We did not have another solution before. We decided to purchase Coverity because the way we were working previously wasn't efficient. So, we were trying to improve our efficiency.

How was the initial setup?

The initial setup was straightforward.

What was our ROI?

We have seen ROI.

The solution has helped to increase staff productivity and improved our work significantly by approximately 20 percent.

Which other solutions did I evaluate?

This solution seemed to fit our purposes.

What other advice do I have?

Try it out for yourself, and decide whether it's useful for you.

Disclosure: I am a real user, and this review is based on my own experience and opinions.
HM
Sr. Manager/Sr. Architect at Cognizant
Consultant
It has the lowest false positives with customizable triage options

Pros and Cons

  • "It has the lowest false positives."
  • "Reporting engine needs to be more robust."

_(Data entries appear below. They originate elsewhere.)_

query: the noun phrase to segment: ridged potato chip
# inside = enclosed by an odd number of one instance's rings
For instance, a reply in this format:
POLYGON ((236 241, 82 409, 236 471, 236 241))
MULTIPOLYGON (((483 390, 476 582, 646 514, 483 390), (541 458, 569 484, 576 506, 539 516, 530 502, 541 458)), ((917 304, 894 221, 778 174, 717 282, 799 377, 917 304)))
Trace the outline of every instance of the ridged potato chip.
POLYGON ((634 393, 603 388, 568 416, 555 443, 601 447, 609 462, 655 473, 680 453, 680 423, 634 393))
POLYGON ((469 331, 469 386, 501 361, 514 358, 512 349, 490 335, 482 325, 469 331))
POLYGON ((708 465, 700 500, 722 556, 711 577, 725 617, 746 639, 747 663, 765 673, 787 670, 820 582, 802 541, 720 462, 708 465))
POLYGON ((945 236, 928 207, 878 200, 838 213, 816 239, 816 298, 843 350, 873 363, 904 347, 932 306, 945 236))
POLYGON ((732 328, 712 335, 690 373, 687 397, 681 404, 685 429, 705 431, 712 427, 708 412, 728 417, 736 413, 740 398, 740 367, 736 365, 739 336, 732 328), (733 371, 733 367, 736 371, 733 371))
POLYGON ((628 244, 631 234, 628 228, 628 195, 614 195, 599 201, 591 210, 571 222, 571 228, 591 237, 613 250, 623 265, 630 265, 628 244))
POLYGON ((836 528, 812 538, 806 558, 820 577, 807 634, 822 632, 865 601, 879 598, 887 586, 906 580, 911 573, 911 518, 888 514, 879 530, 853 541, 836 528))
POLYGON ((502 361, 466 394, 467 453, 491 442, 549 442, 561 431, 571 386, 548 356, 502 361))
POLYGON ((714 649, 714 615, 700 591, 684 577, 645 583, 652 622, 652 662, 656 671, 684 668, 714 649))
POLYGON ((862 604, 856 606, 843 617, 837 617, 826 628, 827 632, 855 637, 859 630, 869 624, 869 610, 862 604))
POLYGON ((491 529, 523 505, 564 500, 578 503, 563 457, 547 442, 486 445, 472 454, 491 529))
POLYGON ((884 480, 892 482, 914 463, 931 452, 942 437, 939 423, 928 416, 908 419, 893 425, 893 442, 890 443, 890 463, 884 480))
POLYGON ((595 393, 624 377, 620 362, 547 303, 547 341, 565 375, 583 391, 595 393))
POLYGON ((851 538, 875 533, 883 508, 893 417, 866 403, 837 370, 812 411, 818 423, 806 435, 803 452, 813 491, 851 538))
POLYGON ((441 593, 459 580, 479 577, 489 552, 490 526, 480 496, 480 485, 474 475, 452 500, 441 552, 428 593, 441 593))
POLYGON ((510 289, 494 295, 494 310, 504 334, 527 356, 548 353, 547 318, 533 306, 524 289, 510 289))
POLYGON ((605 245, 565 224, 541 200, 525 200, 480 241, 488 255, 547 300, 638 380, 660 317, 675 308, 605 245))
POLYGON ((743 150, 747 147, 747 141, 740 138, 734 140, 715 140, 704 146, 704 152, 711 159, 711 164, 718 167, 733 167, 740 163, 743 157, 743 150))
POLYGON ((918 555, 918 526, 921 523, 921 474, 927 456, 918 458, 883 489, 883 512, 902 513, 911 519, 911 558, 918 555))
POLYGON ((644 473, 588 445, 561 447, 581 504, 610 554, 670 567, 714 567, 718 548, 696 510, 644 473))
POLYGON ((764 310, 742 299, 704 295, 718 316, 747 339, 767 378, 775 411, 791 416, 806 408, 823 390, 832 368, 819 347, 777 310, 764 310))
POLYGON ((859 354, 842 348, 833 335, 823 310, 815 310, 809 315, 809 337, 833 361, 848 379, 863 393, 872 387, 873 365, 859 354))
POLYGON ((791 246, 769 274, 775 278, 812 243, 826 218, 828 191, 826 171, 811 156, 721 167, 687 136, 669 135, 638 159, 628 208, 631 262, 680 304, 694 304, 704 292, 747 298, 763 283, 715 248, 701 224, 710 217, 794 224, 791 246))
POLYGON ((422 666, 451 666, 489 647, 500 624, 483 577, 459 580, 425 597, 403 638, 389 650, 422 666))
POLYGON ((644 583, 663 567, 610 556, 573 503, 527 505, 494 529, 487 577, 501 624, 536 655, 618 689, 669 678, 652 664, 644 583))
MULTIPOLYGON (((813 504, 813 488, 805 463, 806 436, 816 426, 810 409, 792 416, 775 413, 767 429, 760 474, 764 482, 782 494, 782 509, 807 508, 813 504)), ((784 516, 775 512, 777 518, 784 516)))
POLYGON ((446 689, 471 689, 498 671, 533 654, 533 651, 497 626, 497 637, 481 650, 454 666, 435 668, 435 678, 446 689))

What is our primary use case?

We did a comprehensive evaluation on a number of critical parameters in the environment that we are in. Other popular tools that we evaluated failed to meet our expectations.

How has it helped my organization?

  • Ease of development teams to adopt.
  • Faster scanning
  • Lowest false positives
  • No unnecessary bloating of a huge defect list.

These have helped us to focus on the things which need attention.

What is most valuable?

  • Lowest false positive rate
  • Faster scanning time
  • Inline context-sensitive help and other supportive artifacts which help developers.
  • Customizable triage options
  • Integrations with CI/CD tools, etc.

What needs improvement?

  • Reporting engine needs to be more robust.
  • Custom reporting is a must have.
  • Perhaps, the availability of connectors to popular open source BI tools, such as BIRT, JasperReports, or Pentaho may add value.

For how long have I used the solution?

Less than one year.
Disclosure: I am a real user, and this review is based on my own experience and opinions.